I don't like too much accessing directly the localStorage to read data that was written there by redux-token-auth, so I'd really prefer if redux-token-auth could provide me a mechanism to retrieve such headers.

Triggering authenticate_user! in the backend triggers a new access-token to be created, thus logging out my user if I don't save the new access-token in the localStorage again.

I could try to do that manually in a callback, but it's rapidly becoming an ugly monkey patch.

any ideas on how to clean that up?

AmitJoki commented 6 years ago

+1 the axios docs provides a way to assign the access token by default. But the access tokens are changed every request and have to be reconfigured everytime. I'd love if it provides a wrapper around axios API whereby we could make secure authorizable requests...some thing like..

axios.withToken('/api?data=data');

If there's a workaround, it would be helpful if a small working snippet is provided as to how to go about this.

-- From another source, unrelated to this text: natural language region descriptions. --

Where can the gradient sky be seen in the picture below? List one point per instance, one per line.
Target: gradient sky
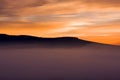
(94, 20)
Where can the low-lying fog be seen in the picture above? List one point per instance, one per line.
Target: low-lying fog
(92, 62)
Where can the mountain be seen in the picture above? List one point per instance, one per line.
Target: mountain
(51, 42)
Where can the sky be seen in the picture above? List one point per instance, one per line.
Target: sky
(93, 20)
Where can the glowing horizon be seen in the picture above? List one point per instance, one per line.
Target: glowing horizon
(93, 20)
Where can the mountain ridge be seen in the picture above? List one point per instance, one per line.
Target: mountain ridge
(59, 41)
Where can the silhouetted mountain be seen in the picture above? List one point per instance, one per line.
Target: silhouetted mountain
(68, 41)
(53, 42)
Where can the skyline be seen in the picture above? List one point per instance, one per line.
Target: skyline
(93, 20)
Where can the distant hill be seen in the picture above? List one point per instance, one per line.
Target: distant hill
(54, 42)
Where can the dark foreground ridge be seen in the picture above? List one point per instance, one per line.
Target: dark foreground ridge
(61, 41)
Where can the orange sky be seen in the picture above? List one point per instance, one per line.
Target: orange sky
(94, 20)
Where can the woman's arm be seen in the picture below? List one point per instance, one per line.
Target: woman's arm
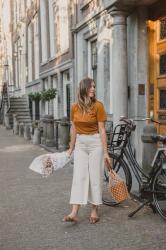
(72, 139)
(104, 142)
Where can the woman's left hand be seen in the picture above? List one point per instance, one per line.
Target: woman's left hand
(107, 161)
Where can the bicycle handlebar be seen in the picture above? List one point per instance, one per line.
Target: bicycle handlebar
(130, 122)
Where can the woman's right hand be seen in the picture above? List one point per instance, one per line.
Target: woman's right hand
(107, 161)
(69, 152)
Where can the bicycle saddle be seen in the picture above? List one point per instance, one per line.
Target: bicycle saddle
(159, 138)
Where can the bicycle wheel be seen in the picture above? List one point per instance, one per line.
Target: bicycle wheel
(159, 192)
(121, 168)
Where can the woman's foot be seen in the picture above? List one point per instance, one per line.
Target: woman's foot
(94, 220)
(70, 218)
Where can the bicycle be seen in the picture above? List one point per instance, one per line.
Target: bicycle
(152, 186)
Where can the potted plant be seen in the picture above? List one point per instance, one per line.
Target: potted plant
(48, 95)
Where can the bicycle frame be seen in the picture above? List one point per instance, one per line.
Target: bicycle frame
(126, 153)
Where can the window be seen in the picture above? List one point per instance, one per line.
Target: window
(163, 29)
(36, 47)
(30, 40)
(52, 28)
(163, 99)
(163, 64)
(66, 92)
(43, 21)
(63, 25)
(94, 59)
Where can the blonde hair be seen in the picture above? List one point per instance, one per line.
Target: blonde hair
(84, 101)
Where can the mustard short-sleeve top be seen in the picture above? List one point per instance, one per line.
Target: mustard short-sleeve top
(88, 123)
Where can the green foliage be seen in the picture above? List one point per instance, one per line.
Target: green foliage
(45, 95)
(48, 95)
(36, 96)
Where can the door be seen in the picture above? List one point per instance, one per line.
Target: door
(157, 70)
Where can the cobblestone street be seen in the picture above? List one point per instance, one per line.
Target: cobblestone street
(32, 208)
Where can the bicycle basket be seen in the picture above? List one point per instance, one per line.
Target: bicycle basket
(119, 136)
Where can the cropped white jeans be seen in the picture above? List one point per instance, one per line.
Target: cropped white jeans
(88, 170)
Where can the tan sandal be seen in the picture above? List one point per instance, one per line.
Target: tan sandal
(68, 218)
(94, 220)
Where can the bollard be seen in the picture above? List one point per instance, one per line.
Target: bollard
(64, 134)
(149, 146)
(36, 136)
(48, 131)
(27, 132)
(15, 125)
(7, 121)
(21, 129)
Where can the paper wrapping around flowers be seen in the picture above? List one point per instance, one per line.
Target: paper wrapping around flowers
(46, 164)
(117, 187)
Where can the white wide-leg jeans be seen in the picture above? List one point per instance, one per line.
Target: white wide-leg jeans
(88, 170)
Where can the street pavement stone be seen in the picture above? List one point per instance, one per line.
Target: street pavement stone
(32, 208)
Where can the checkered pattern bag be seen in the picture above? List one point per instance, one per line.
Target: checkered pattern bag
(117, 187)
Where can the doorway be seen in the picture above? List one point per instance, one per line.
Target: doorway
(157, 72)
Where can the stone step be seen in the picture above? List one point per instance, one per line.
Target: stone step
(19, 110)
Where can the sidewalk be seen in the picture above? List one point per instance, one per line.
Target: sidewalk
(32, 208)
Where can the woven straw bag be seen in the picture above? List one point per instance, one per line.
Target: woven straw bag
(117, 187)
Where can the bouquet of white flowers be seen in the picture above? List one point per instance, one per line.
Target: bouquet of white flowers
(47, 163)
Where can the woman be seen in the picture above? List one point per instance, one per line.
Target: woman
(89, 142)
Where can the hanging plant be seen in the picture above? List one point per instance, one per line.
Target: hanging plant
(48, 95)
(36, 96)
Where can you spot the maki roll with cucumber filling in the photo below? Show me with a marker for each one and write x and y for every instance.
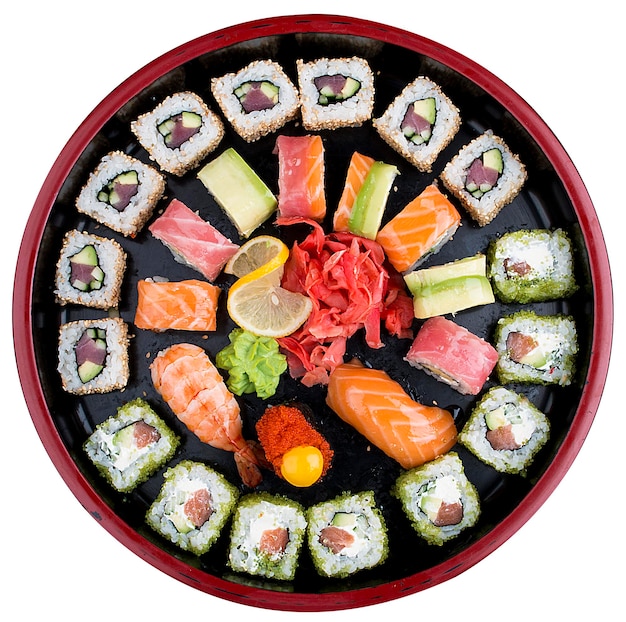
(89, 271)
(505, 430)
(179, 132)
(346, 534)
(93, 355)
(121, 193)
(335, 92)
(266, 536)
(257, 100)
(130, 446)
(419, 123)
(193, 506)
(438, 499)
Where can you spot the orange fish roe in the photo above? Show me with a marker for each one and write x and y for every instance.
(282, 428)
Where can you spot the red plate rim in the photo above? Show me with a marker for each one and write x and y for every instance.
(314, 23)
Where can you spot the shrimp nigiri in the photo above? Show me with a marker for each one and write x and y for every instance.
(193, 388)
(380, 409)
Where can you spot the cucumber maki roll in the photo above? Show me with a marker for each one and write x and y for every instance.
(194, 504)
(484, 176)
(89, 271)
(532, 266)
(438, 499)
(93, 355)
(505, 430)
(266, 536)
(335, 92)
(419, 123)
(257, 100)
(346, 534)
(121, 193)
(179, 132)
(536, 349)
(130, 446)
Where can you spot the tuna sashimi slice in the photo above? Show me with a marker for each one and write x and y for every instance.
(192, 240)
(453, 355)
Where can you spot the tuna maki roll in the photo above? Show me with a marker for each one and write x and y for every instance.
(484, 176)
(90, 271)
(536, 349)
(505, 430)
(121, 193)
(93, 355)
(438, 499)
(194, 504)
(346, 534)
(419, 123)
(179, 132)
(335, 92)
(129, 447)
(258, 99)
(266, 536)
(532, 266)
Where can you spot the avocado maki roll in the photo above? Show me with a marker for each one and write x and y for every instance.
(505, 430)
(346, 534)
(419, 123)
(130, 446)
(121, 193)
(258, 99)
(484, 176)
(193, 506)
(266, 536)
(532, 266)
(335, 92)
(438, 499)
(179, 132)
(89, 271)
(536, 349)
(93, 355)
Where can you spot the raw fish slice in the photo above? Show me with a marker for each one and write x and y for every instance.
(379, 408)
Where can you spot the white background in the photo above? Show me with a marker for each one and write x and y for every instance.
(60, 59)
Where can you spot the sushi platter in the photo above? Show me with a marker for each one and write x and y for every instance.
(126, 294)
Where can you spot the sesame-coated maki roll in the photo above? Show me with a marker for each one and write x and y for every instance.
(258, 99)
(179, 132)
(438, 499)
(335, 92)
(121, 193)
(484, 176)
(505, 430)
(93, 355)
(193, 506)
(346, 534)
(419, 123)
(536, 349)
(130, 446)
(532, 266)
(266, 536)
(89, 271)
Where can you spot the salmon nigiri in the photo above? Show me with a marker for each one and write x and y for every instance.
(301, 177)
(193, 388)
(419, 230)
(380, 409)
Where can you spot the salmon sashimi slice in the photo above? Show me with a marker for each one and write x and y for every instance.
(453, 355)
(419, 230)
(176, 305)
(193, 388)
(192, 240)
(380, 409)
(301, 177)
(358, 169)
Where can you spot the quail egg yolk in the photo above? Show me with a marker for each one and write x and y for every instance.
(302, 466)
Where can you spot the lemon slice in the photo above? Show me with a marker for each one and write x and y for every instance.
(262, 251)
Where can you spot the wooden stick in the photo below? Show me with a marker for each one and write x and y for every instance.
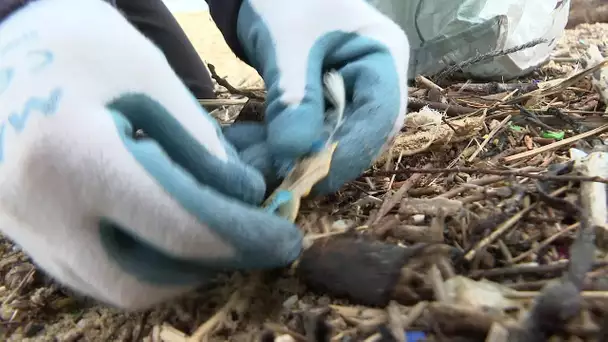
(556, 144)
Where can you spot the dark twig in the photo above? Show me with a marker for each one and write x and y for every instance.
(485, 57)
(221, 81)
(451, 110)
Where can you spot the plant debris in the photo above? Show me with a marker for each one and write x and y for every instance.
(489, 214)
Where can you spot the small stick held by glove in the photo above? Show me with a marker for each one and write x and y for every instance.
(364, 271)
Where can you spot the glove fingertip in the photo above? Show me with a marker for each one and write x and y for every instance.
(294, 132)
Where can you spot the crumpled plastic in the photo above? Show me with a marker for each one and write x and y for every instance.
(442, 33)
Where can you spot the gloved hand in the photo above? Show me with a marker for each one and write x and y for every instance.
(291, 44)
(128, 221)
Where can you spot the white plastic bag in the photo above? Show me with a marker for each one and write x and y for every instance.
(444, 32)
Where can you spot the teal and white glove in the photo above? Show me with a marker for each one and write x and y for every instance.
(128, 221)
(291, 43)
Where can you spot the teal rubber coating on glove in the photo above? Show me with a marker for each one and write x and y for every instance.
(274, 242)
(372, 93)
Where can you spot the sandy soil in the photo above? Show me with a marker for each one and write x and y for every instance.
(210, 44)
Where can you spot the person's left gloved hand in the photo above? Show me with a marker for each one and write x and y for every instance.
(291, 44)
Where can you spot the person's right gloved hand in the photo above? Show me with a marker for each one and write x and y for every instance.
(130, 222)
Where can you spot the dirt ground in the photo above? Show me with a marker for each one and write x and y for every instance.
(210, 44)
(34, 308)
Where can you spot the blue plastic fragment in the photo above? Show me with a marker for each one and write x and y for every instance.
(415, 336)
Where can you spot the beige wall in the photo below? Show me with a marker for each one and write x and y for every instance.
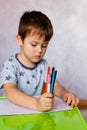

waclock commented 5 years ago

Hey @AmitJoki @DonGiulio how did you end up solving this? Modifying the localStorage manually doesn't seem right to me.

Gooner91 commented 4 years ago

I may have a very similar issue here, using redux-token-auth and devise-token-auth sign up, sign in and sign out work as they should. But when it comes to making HTTP requests to the protected routes of my rails API I always get 401 response. Sending the same request via postman and auth headers results in a successful response. I have gone through the the gem readme, any issues that look relevant but I am confused if we are to set auth headers for every request sent to a protected route of api in axios or if this package takes care of it which was my initial assumption. Any help or suggestion would be great. For now I am looking into middlewares that may help me manage the auth headers for all such requests.